To beat writer's block, you need to write.
I learned this from Julia Cameron and then Anne Lamott drove it home.
Write three pages, longhand. This is what Julia Cameron advises in The Artist's Way and I what I did for the 12 weeks that I followed her program.
Then I switched to doing my "morning pages," as she calls them, on the computer. Then I stopped altogether.
Then I became blocked.
On the computer it turns out, I was editing myself, which is fine when I am drafting an essay but not when I am trying to unlock my creative muse. The editing also took longer and made it feel more like a chore.
I am now getting started most days by hand writing those three pages. Often, by the time I'm done, I have a pretty good idea of what I am going to write that day.

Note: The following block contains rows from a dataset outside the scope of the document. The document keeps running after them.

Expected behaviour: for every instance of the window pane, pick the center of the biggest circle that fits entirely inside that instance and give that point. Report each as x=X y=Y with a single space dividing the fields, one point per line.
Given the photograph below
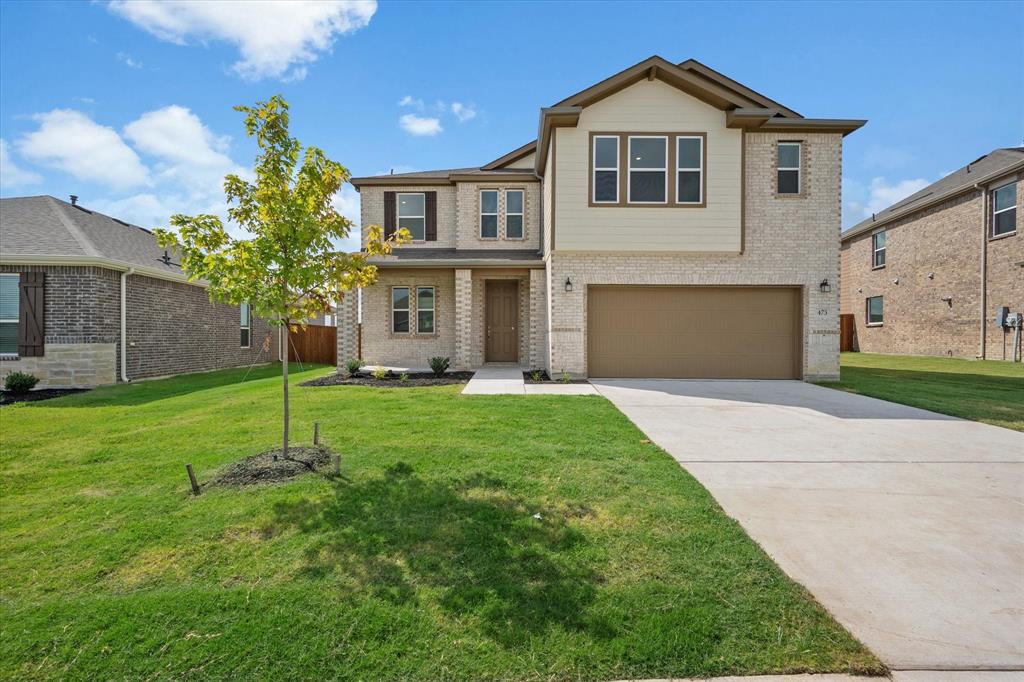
x=606 y=186
x=1005 y=197
x=788 y=156
x=488 y=226
x=513 y=226
x=417 y=226
x=410 y=205
x=513 y=201
x=606 y=153
x=788 y=182
x=689 y=153
x=647 y=153
x=488 y=201
x=425 y=298
x=689 y=186
x=647 y=186
x=1005 y=222
x=425 y=322
x=8 y=297
x=8 y=338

I wish I didn't have to keep being reminded to do the things that are good for me.
I would save myself a lot of grief.
2 comments:
Oh yeah! Things that are good for you ARE harder to remember. I'm sure that's why history repeats itself so often.
I can't hand write worth a darn. I write so slow, my brain is a couple of sentences ahead of my pen, and by the time I've made progress, entire paragraphs are missing.
I like to use the computer because it has spell check. I don't fix stuff on the spot, but I do go back and edit once I've reached the end.
My blogging suffers from another creativity blockage... lack of time!